Hi,
we are running a Fuseki server that will hold about 2.2 * 10^9 triples of
meteorological data eventually.
I currently run it with "-Xmx80GB" on a 128GB Server. The database is TDB2 on a
900GB SSD.
Now I face several performance issues:
1. Inserting data:
It takes more than one hour to upload the measurements of a month
(7.5GB .ttl file ~ 16 Mio triples) (using the data-upload web-interface of
fuseki)
Is there a way to do this faster?
2. Updating data:
We get new model runs 5 times per day. This is data for the next 10
days, that needs to be updated every time.
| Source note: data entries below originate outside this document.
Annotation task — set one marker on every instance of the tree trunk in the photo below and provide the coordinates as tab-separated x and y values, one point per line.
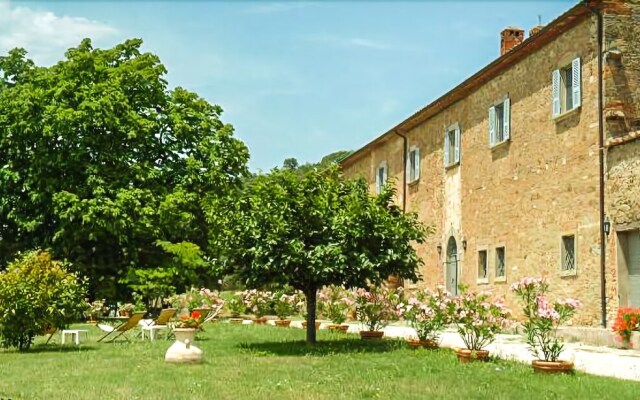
311	315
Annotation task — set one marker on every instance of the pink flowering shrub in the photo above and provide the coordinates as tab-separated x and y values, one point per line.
426	312
375	307
334	304
478	317
543	317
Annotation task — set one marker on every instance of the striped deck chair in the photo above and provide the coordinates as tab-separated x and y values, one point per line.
160	323
123	328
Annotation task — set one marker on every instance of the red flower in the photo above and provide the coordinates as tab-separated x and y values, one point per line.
627	321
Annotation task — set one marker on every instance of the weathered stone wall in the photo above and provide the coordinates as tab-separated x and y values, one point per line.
524	194
622	66
623	184
622	116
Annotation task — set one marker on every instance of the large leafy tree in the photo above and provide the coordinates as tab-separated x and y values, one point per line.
316	229
104	164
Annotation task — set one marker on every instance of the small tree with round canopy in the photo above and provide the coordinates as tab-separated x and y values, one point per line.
314	230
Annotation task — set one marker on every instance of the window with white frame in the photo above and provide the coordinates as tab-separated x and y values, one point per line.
499	122
452	146
413	164
500	263
568	253
565	87
483	266
381	176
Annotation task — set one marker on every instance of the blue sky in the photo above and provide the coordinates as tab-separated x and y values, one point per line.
296	79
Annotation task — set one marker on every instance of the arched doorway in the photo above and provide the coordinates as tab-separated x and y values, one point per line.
451	267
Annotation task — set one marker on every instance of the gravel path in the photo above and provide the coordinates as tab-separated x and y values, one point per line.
605	361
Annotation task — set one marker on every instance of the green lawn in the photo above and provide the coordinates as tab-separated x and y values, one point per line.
265	362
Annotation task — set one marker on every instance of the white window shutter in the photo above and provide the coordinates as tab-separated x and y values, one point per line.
575	80
492	126
506	118
417	164
446	148
457	147
555	92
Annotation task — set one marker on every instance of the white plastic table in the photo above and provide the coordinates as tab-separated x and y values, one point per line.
75	335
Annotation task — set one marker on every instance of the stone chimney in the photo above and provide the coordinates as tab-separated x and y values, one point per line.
510	37
535	30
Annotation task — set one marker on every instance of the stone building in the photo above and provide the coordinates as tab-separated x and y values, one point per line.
531	167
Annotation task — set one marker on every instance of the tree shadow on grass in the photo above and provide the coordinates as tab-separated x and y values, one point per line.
54	348
321	348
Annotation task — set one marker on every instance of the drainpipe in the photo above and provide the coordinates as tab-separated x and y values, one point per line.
603	238
404	170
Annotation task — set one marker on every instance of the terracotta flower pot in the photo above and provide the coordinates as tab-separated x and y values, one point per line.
338	328
552	367
427	343
371	335
466	356
283	323
318	323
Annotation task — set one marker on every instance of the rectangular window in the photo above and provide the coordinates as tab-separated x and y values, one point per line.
452	146
499	122
499	126
568	253
381	176
566	88
483	270
500	263
413	165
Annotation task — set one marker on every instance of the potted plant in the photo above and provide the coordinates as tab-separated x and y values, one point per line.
374	309
259	303
126	309
186	325
542	320
284	305
236	306
334	305
426	311
478	319
627	321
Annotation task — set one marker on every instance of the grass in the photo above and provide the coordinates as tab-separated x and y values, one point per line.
264	362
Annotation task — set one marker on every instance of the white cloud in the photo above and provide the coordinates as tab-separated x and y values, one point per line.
43	34
272	8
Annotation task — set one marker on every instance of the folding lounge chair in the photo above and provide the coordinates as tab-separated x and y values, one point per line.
213	313
50	331
159	323
121	329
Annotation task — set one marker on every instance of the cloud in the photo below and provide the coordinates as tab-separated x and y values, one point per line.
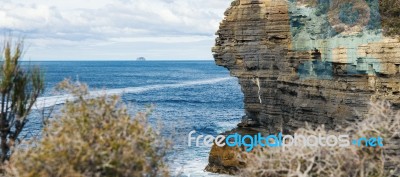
54	27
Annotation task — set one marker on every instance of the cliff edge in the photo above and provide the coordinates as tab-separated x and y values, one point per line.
319	62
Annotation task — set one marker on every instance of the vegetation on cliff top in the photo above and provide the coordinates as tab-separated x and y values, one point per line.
19	89
93	137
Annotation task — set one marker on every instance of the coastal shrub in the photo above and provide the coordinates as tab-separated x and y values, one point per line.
93	137
19	89
301	161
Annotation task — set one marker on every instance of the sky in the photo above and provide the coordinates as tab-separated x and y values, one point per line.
113	29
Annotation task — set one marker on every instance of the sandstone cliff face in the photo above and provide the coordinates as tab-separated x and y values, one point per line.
303	61
297	62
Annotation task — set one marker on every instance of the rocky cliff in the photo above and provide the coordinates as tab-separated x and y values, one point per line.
311	61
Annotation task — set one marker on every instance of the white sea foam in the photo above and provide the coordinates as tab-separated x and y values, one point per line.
44	102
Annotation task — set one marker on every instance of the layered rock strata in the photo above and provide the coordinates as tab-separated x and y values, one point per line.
309	62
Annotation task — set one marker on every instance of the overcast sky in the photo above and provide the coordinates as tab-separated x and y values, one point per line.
113	29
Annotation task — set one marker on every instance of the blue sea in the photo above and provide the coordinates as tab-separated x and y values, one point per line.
187	95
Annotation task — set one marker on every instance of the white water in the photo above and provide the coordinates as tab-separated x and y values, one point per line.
44	102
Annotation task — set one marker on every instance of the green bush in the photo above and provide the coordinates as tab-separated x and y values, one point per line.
19	89
93	137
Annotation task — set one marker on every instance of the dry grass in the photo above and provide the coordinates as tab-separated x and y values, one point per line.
93	137
335	161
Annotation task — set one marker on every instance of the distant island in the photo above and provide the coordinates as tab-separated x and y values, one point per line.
141	59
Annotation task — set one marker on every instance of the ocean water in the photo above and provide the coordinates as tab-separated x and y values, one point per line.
187	95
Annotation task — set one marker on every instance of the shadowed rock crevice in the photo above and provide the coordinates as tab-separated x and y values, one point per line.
304	62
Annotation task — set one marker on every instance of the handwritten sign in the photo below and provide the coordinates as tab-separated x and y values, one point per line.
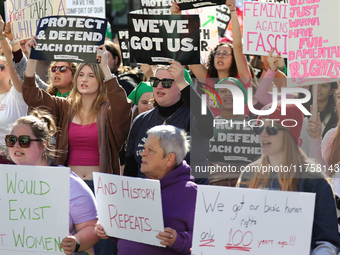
191	4
250	221
34	204
129	208
158	39
93	8
69	38
314	54
208	30
223	18
265	27
154	7
25	15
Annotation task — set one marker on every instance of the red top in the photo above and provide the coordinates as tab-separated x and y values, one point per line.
83	145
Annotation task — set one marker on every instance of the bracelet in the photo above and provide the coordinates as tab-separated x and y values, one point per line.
109	78
13	42
77	245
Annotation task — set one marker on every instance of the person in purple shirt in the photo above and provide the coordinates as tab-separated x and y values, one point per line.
162	159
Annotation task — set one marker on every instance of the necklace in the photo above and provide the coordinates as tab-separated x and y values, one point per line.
165	120
2	99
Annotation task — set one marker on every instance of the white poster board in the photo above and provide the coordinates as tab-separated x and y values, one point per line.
262	222
24	15
129	208
265	26
208	30
92	8
313	44
34	209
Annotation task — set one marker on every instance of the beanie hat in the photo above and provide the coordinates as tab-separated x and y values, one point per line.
240	85
293	120
139	91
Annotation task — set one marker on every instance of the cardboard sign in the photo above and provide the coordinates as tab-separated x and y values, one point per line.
208	30
25	15
93	8
251	221
159	39
154	7
69	38
223	18
34	205
123	38
314	53
234	140
129	208
265	27
192	4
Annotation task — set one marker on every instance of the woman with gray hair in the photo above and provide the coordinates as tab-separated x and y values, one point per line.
162	159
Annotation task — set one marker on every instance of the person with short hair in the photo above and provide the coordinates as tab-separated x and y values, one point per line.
162	159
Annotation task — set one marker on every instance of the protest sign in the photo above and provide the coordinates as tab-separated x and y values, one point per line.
192	4
152	7
314	51
223	18
262	222
234	140
129	208
208	30
69	38
158	39
34	205
93	8
123	38
265	27
24	15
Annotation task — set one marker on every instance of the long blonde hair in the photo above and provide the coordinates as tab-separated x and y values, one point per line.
293	157
77	99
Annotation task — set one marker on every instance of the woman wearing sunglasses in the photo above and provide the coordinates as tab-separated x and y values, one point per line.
30	144
280	148
172	99
12	104
93	121
225	60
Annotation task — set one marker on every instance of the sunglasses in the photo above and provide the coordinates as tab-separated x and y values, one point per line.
166	82
269	129
61	69
24	140
223	54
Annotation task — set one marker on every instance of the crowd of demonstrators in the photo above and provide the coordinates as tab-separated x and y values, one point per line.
12	105
30	143
92	106
172	94
163	160
280	147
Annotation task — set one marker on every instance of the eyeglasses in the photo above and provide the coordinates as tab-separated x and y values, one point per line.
61	69
223	54
166	82
24	140
269	129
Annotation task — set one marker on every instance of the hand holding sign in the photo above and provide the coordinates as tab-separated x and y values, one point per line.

My idea was to create a named graph "forecast" that holds the latest
version of this data.
Every time a new model run arrives, I create a new temporary graph to
upload the data to. Once this is finished, I move the temporary graph to
"forecast".
This seems to do the work twice as it takes 1 hour for the upload an 1
hour for the move.
Our data consists of the following:
Locations (total 1607 -> 16070 triples):
mm-locations:8500015 a mm:Location ;
a geosparql:Geometry ;
owl:sameAs <http://lod.opentransportdata.swiss/didok/8500015> ;
geosparql:asWKT "POINT(7.61574425031 47.5425915732)"^^geosparql:wktLiteral ;
mm:station_name "Basel SBB GB Ost" ;
mm:abbreviation "BSGO" ;
mm:didok_id 8500015 ;
geo:lat 47.54259 ;
geo:long 7.61574 ;
mm:elevation 273 .
Parameters (total 14 -> 56 triples):
mm-parameters:t_2m:C a mm:Parameter ;
rdfs:label "t_2m:C" ;
dcterms:description "Air temperature at 2m above ground in degree
Celsius"@en ;
mm:unit_symbol "˚C" .
Measurements (that is the huge bunch. Per day: 14 * 1607 * 48 ~ 1 Mio -> 5Mio
triples per day):
mm-measurements:8500015_2018-09-02T00:00:00Z_t_2m:C a mm:Measurement ;
mm:location mm-locations:8500015 ;
mm:validdate "2018-09-02T00:00:00Z"^^xsd:dateTime ;
mm:value 15.1 ;
mm:parameter mm-parameters:t_2m:C .
I would really appreciate if someone could give me some advice on how to handle
this tasks or point out things I could do to optimize the organization of the
data.
Many thanks and kind regards
Markus Neumann